L’ESTREMA DESTRA VINCE IN OLANDA PERCHÉ SUCCEDE ADESSO?
L’Olanda agli olandesi. Che vuol dire, in esplicito stile trumpiano, #MaketheNetherlandsGreatAgain. Il 22 novembre Geert Wilders, 61 anni, ha stravinto le elezioni in uno dei Paesi fondatori dell’Unione Europea – a sorpresa per molti osservatori, meno per chi aveva seguito gli ultimi dibattiti tv. Da un quarto di secolo in politica, il leader dell’ultradestra aspira ora a guidare il governo dopo i quattro mandati (13 anni) di Mark Rutte, il cui partito liberale di centrodestra è arrivato terzo, d’un soffio alle spalle dell’alleanza progressista che fa capo a Frans Timmermans, ex vicepresidente della Commissione Ue.

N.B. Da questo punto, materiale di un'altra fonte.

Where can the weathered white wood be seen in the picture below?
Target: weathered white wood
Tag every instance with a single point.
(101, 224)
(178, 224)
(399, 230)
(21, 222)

La domanda che ha senso porsi, non solo tra L’Aia e Amsterdam, è perché adesso. Perché il palinsesto populista del PVV, fondato 17 anni fa, sia riuscito a raddoppiare i propri seggi e a scalare tutte le posizioni in questo quasi inverno 2023. Le parole di Wilders nell’ultima uscita televisiva hanno fatto breccia, spostando verso le frange una parte dell’elettorato conservatore: «I Paesi Bassi ne hanno abbastanza. Dobbiamo pensare prima a noi, alla nostra gente. Confini chiusi. Zero richiedenti asilo». In passato (ora, in parte, rivisto) si era spinto a definire l’Islam «un’ideologia fascista» e «una religione reazionaria». Fino a chiedere il bando di veli, Corano e moschee in Olanda. Minacciato di morte a ripetizione, inseguito da una fatwa partita dal Pakistan, dal 2004 vive sotto scorta, mantenendo un profilo privato bassissimo (a parte i due gatti attivi su Instagram e X) in contrasto con l’esuberanza da tribuno e la chioma platino, altro riverbero dell’ex presidente americano.
Alla linea anti-immigratoria, il leader del Partito per la Libertà unisce una grande reticenza verso Bruxelles (fino a far temere una chiamata al referendum, con conseguenti pericoli di “Nexit” in scia britannica) associata a una posizione tiepida verso Kiev (le armi, ha spiegato Wilders, vanno piuttosto tenute per proteggere la patria). Un incubo per il fronte europeista che affronta una sfida identitaria senza precedenti, in attesa del voto di giugno nei 27 Stati membri. Ci vollero nove mesi per formare il precedente governo Rutte, sicuramente i tempi saranno lunghi anche questa volta. Ma una cosa è chiara a tutti. Tenere il PVV fuori da una coalizione tra non-vincitori rischierebbe di infiammare ancora di più un elettorato che si è dimostrato sensibile agli appelli populisti.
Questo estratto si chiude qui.